Prof. Guazzi explains, “CPET and gas exchange analysis allows us to investigate and quantify exercise intolerance and the impaired physiological response, with a predominant focus on patients with heart failure. With stress echocardiography, we can measure the cardiovascular response during exercise in terms of cardiac function, valve function and haemodynamic function. Because of its comprehensive nature, the combinatorial approach of CPET imaging is not limited to the heart failure population but can be informative in other conditions, for example, valvular diseases, suspected or confirmed pulmonary hypertension and right heart phenotypes not detectable with rest evaluation.” Explaining their complementary properties, he continues, “CPET clarifies whether the impaired performance is central or peripherally limited and stress echocardiography allows us to verify whether there is a cardiac or haemodynamic reason for the exercise limitation.”
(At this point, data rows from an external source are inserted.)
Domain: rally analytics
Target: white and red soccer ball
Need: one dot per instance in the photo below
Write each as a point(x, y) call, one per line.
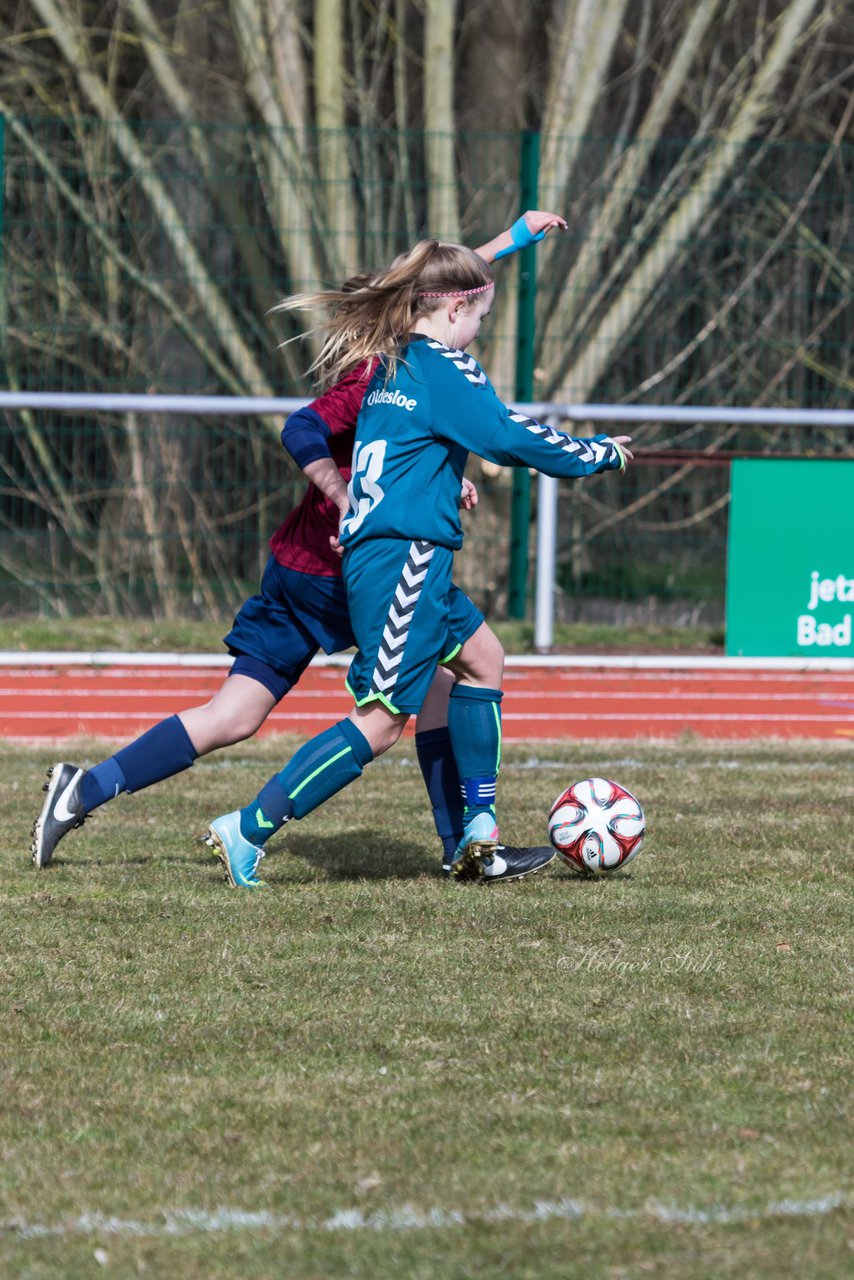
point(597, 826)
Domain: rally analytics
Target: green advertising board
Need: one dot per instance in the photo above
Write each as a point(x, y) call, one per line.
point(790, 565)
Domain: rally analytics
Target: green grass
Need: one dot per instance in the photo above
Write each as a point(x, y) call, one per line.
point(365, 1040)
point(187, 636)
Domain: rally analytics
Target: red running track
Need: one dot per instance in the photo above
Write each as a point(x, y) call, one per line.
point(119, 702)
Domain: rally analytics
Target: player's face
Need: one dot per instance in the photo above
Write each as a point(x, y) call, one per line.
point(469, 319)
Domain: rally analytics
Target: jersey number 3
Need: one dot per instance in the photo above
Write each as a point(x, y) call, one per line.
point(368, 469)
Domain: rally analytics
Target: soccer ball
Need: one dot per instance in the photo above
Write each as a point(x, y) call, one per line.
point(597, 826)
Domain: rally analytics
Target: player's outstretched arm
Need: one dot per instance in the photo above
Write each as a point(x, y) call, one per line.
point(528, 229)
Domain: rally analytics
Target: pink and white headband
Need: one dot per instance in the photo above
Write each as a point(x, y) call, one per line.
point(459, 293)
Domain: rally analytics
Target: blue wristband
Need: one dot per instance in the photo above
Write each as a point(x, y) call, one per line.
point(521, 238)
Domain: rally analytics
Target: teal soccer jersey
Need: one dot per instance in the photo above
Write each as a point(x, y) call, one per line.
point(416, 430)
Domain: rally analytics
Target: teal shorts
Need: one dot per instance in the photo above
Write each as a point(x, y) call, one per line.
point(407, 617)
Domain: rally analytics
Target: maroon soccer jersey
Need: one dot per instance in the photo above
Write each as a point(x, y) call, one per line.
point(301, 542)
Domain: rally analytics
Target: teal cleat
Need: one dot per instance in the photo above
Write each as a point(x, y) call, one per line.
point(476, 849)
point(240, 856)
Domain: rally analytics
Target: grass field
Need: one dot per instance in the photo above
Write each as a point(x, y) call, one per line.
point(365, 1072)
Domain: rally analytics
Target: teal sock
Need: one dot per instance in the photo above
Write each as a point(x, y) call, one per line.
point(474, 723)
point(319, 769)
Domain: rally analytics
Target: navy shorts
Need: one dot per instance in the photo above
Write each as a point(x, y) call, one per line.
point(278, 631)
point(407, 616)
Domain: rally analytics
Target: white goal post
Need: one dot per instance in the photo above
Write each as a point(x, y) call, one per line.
point(552, 412)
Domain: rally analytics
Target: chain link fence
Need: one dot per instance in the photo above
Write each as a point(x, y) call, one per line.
point(158, 275)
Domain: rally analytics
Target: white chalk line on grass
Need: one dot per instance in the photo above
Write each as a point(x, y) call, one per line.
point(407, 1217)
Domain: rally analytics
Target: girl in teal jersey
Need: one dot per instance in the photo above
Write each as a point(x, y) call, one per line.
point(427, 407)
point(301, 607)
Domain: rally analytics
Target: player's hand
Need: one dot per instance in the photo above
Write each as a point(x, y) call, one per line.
point(539, 222)
point(467, 496)
point(624, 440)
point(334, 540)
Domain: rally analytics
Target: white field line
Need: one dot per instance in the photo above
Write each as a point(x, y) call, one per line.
point(566, 695)
point(534, 717)
point(571, 662)
point(407, 1217)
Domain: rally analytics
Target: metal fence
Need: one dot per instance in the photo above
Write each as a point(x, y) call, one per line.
point(159, 277)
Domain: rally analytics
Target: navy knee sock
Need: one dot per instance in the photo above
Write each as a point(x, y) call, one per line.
point(442, 782)
point(158, 754)
point(318, 771)
point(474, 722)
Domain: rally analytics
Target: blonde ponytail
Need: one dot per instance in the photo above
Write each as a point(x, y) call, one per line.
point(371, 314)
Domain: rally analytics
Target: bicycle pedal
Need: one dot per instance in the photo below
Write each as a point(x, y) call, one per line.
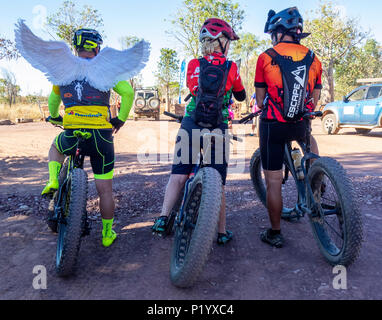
point(87, 228)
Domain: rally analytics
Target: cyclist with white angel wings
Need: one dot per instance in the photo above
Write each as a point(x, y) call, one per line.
point(83, 82)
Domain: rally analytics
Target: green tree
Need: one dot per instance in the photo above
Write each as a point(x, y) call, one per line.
point(332, 37)
point(247, 50)
point(68, 19)
point(191, 16)
point(8, 49)
point(363, 62)
point(168, 71)
point(127, 42)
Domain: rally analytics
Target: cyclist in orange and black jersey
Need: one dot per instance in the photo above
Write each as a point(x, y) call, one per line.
point(286, 30)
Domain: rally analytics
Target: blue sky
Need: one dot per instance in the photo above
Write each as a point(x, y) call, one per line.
point(149, 20)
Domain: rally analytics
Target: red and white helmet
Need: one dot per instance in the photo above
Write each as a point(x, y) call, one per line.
point(214, 28)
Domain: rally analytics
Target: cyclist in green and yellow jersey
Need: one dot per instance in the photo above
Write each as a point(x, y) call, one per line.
point(87, 109)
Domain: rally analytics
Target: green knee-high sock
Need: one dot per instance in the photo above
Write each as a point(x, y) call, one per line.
point(54, 170)
point(107, 227)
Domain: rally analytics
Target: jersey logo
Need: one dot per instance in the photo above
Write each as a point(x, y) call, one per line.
point(297, 77)
point(79, 89)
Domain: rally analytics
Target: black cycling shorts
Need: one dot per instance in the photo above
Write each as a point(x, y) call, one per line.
point(100, 148)
point(273, 136)
point(184, 164)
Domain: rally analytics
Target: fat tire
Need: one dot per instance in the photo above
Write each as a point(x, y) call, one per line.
point(352, 221)
point(173, 214)
point(203, 235)
point(53, 225)
point(255, 172)
point(335, 128)
point(74, 227)
point(362, 131)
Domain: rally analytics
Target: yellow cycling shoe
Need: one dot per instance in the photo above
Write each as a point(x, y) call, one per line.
point(108, 241)
point(50, 187)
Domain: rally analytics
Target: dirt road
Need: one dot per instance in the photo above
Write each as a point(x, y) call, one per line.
point(137, 265)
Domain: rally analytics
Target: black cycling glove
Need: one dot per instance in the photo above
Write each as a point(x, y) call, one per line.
point(117, 124)
point(59, 120)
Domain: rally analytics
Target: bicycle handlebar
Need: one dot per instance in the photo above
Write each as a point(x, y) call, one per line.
point(308, 115)
point(54, 124)
point(312, 115)
point(250, 117)
point(174, 116)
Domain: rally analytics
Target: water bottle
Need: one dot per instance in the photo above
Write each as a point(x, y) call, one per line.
point(297, 156)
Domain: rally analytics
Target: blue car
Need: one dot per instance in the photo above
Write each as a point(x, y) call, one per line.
point(360, 109)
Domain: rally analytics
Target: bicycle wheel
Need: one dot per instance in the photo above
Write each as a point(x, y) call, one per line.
point(52, 220)
point(257, 177)
point(336, 222)
point(195, 236)
point(71, 228)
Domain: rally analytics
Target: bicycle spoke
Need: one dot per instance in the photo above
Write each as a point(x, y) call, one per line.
point(335, 231)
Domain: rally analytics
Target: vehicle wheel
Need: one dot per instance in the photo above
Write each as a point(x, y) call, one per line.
point(196, 233)
point(329, 124)
point(258, 126)
point(154, 103)
point(173, 214)
point(70, 230)
point(336, 221)
point(52, 221)
point(362, 131)
point(258, 181)
point(140, 103)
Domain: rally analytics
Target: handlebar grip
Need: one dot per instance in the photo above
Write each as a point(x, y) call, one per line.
point(250, 117)
point(174, 116)
point(188, 97)
point(247, 118)
point(236, 138)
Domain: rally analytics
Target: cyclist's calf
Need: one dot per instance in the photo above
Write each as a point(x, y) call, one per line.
point(106, 201)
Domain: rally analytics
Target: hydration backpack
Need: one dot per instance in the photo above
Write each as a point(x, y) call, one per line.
point(210, 95)
point(295, 75)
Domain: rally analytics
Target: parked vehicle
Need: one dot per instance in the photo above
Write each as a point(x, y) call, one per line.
point(360, 109)
point(146, 103)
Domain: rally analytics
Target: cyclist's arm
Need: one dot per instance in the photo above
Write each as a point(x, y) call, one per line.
point(238, 88)
point(54, 102)
point(260, 96)
point(124, 89)
point(260, 84)
point(316, 96)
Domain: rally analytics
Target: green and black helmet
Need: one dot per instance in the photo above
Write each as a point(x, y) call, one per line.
point(87, 39)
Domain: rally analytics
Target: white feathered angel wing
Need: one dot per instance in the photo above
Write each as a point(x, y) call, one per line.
point(53, 58)
point(61, 67)
point(111, 66)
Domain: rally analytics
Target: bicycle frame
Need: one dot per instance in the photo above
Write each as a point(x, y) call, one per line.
point(76, 161)
point(304, 189)
point(196, 168)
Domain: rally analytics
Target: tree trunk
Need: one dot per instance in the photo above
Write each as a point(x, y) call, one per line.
point(167, 98)
point(331, 80)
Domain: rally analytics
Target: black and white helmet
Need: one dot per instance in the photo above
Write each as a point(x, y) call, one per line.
point(287, 20)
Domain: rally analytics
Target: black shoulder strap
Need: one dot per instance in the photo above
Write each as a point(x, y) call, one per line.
point(272, 53)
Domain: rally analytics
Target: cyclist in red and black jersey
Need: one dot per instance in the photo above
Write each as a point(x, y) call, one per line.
point(286, 30)
point(215, 37)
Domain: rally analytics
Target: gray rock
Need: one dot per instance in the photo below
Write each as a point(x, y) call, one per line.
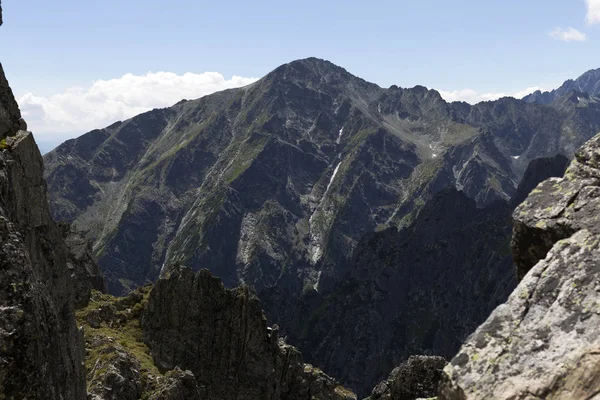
point(84, 268)
point(41, 349)
point(115, 375)
point(543, 342)
point(40, 346)
point(243, 181)
point(178, 385)
point(221, 336)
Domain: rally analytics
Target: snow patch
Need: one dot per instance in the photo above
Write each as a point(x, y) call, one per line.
point(332, 177)
point(316, 285)
point(339, 139)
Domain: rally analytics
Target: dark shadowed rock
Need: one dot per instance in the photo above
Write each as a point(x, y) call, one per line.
point(275, 184)
point(178, 385)
point(588, 83)
point(543, 342)
point(419, 377)
point(41, 349)
point(221, 336)
point(84, 269)
point(405, 293)
point(40, 346)
point(538, 171)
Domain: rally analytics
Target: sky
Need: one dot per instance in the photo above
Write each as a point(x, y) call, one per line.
point(79, 65)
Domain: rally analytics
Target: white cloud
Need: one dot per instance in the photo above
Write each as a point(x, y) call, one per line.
point(79, 110)
point(593, 15)
point(568, 35)
point(473, 97)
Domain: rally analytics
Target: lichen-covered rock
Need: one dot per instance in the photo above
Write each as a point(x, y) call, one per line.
point(221, 336)
point(115, 375)
point(543, 343)
point(40, 345)
point(419, 377)
point(84, 269)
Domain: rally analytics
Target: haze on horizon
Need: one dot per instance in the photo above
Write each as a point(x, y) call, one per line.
point(130, 57)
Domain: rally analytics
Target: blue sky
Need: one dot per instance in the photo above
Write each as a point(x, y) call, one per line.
point(60, 48)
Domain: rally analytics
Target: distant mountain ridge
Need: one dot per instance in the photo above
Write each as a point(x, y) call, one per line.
point(278, 184)
point(588, 83)
point(296, 152)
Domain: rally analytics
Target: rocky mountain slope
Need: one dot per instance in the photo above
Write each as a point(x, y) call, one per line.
point(188, 337)
point(588, 83)
point(40, 345)
point(543, 343)
point(421, 290)
point(276, 183)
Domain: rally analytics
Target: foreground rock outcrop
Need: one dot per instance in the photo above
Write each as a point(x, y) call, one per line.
point(41, 349)
point(190, 338)
point(419, 377)
point(544, 342)
point(221, 336)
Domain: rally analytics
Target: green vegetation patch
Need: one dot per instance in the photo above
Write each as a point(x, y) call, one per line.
point(124, 329)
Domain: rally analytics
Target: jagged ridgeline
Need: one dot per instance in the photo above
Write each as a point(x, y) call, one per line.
point(274, 184)
point(297, 185)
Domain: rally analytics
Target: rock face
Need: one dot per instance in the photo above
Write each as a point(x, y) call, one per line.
point(543, 343)
point(406, 292)
point(40, 346)
point(221, 336)
point(41, 350)
point(275, 184)
point(83, 266)
point(419, 377)
point(588, 83)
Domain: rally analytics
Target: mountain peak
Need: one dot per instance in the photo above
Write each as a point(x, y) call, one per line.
point(588, 82)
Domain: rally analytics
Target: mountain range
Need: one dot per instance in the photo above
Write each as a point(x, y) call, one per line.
point(373, 223)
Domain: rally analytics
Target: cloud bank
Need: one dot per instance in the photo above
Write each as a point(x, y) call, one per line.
point(473, 97)
point(593, 12)
point(568, 35)
point(79, 110)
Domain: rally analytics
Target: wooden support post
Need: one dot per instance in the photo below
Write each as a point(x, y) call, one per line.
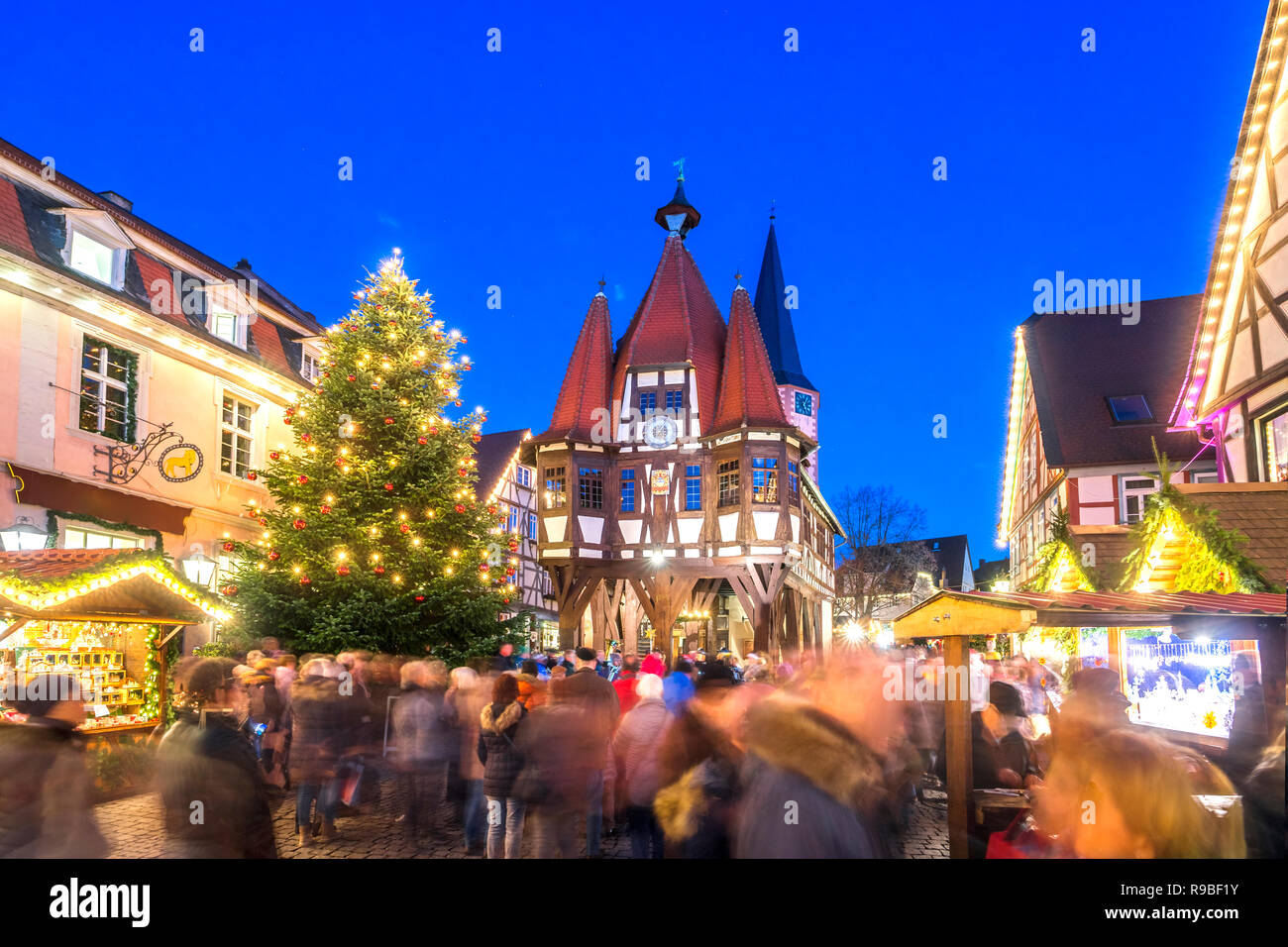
point(957, 742)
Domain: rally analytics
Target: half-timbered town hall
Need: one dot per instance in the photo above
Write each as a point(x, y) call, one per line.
point(679, 488)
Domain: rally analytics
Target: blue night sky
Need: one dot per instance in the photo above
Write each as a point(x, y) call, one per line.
point(518, 170)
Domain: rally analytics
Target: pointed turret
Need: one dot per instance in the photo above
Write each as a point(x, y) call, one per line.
point(678, 320)
point(587, 382)
point(776, 320)
point(747, 390)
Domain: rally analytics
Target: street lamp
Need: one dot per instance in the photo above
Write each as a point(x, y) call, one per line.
point(198, 567)
point(22, 536)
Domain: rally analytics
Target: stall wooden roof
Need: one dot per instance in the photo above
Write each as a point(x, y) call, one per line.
point(991, 612)
point(99, 585)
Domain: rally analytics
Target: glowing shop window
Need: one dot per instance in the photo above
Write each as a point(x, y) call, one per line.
point(1181, 684)
point(90, 539)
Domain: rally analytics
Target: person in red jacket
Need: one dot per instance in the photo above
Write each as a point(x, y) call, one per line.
point(625, 682)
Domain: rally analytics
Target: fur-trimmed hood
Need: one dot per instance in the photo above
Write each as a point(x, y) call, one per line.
point(488, 720)
point(794, 735)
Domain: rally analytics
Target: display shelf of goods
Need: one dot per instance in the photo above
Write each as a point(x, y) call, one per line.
point(95, 655)
point(1181, 685)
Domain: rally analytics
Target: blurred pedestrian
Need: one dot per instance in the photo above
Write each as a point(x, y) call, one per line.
point(600, 709)
point(465, 701)
point(502, 761)
point(421, 758)
point(636, 745)
point(206, 767)
point(316, 744)
point(47, 806)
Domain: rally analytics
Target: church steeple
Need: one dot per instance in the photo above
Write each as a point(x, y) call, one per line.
point(776, 320)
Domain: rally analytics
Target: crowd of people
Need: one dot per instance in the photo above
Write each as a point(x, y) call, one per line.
point(703, 757)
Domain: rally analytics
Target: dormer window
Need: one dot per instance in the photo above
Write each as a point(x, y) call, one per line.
point(310, 367)
point(93, 260)
point(95, 247)
point(1129, 408)
point(228, 313)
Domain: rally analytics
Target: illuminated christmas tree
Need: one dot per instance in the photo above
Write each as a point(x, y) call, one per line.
point(376, 539)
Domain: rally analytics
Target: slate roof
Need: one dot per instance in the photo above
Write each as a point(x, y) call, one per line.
point(29, 228)
point(991, 571)
point(952, 556)
point(776, 318)
point(1260, 512)
point(1077, 360)
point(747, 390)
point(585, 385)
point(492, 457)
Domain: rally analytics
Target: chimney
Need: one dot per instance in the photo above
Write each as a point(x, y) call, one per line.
point(124, 204)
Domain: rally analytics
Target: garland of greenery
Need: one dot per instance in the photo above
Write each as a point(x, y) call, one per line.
point(1212, 558)
point(106, 569)
point(52, 518)
point(1060, 551)
point(153, 674)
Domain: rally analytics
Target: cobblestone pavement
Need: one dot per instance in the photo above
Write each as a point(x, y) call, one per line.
point(133, 830)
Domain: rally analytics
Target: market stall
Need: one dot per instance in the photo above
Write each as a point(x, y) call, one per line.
point(103, 617)
point(1183, 659)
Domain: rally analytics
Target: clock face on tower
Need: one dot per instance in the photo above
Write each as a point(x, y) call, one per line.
point(660, 431)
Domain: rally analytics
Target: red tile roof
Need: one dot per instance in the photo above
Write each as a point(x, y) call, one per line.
point(677, 322)
point(13, 224)
point(747, 390)
point(166, 304)
point(585, 385)
point(269, 344)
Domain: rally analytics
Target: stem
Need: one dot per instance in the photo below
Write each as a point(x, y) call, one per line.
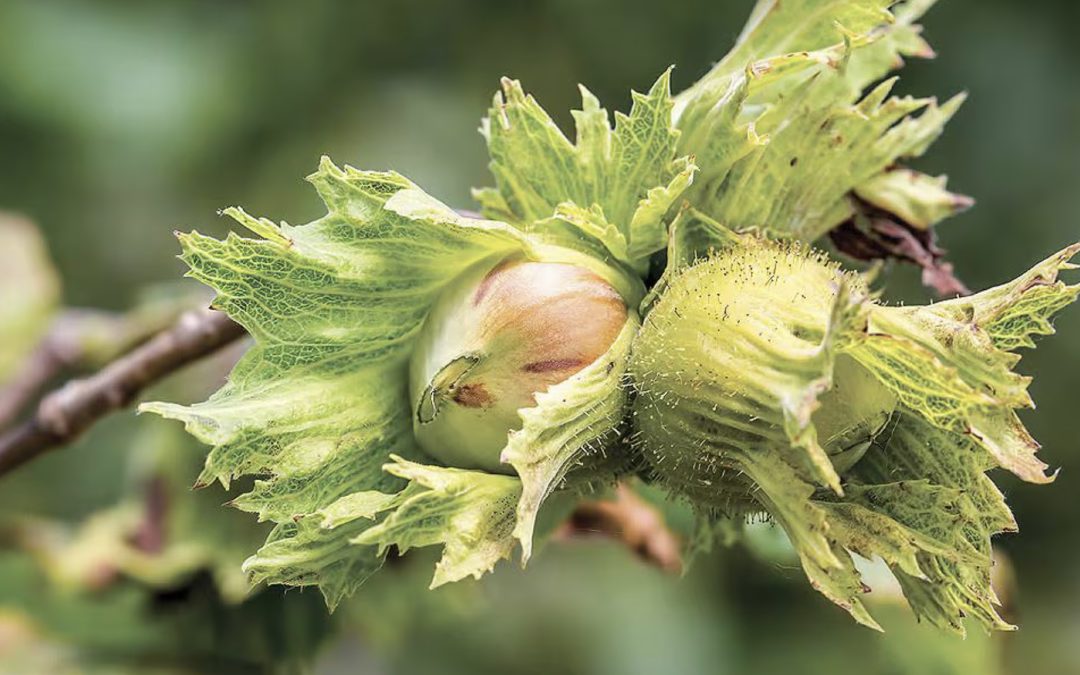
point(63, 415)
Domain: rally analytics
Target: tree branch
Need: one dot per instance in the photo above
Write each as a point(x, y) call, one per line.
point(65, 414)
point(633, 522)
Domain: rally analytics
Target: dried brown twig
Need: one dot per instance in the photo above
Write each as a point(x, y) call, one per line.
point(63, 415)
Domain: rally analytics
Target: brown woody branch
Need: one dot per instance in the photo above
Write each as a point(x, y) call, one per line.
point(63, 415)
point(633, 522)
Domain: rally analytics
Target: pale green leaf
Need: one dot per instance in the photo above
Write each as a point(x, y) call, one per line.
point(29, 291)
point(630, 173)
point(471, 513)
point(945, 363)
point(919, 200)
point(571, 423)
point(320, 403)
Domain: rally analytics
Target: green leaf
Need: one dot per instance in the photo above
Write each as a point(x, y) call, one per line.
point(781, 127)
point(471, 513)
point(917, 199)
point(754, 353)
point(945, 362)
point(630, 174)
point(320, 403)
point(574, 422)
point(29, 291)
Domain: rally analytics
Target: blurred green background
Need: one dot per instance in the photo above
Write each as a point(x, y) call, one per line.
point(122, 121)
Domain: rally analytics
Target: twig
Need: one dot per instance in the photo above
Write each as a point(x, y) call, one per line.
point(632, 521)
point(65, 414)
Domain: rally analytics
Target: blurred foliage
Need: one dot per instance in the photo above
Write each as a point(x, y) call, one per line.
point(120, 121)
Prof. Guazzi describes how, “Combining CPET with stress echocardiography will have an impact especially when assessing patients, who combine a disease of the cardiac muscle, with, for example, mitral insufficiency. We previously investigated the functional and cardiac phenotypes of heart failure patients with reduced ejection fraction according to the degree of mitral regurgitation (MR) using CPET imaging and found that exercise-induced MR produces functional limitation similar to rest severe MR and that dynamic pulmonary hypertension with right ventricular uncoupling is a further limiting mechanism This haemodynamic pattern leads to remarkable exercise ventilation inefficiency and dyspnoea sensation.2”

Expert input will continue when our second host from Policlinico San Donato, Professor Francesco Bandera, demonstrates the value of combined CPET imaging with real-life clinical cases. The live case will exemplify the basis for measuring O2 consumption and gas exchange along with the haemodynamic pattern and valve disease assessment by stress echocardiography, primarily focusing on the mitral valve, its consequences on the pulmonary circulation and the right heart.

Prof. Guazzi and Prof. Bandera conclude, “CPET imaging is receiving expanding attention in the follow-up of many different cardiac patients, providing fundamental insights into the pathophysiology of exercise limitation and driving the clinical decision-making process. We do hope you will join us as we showcase the benefits it has to offer.”

1. Guazzi M, et al. J Am Coll Cardiol. 2017;70:1618-1636.

2. Bandera F, et al. Eur Heart J Cardiovasc Imaging. 2017;18:296-303.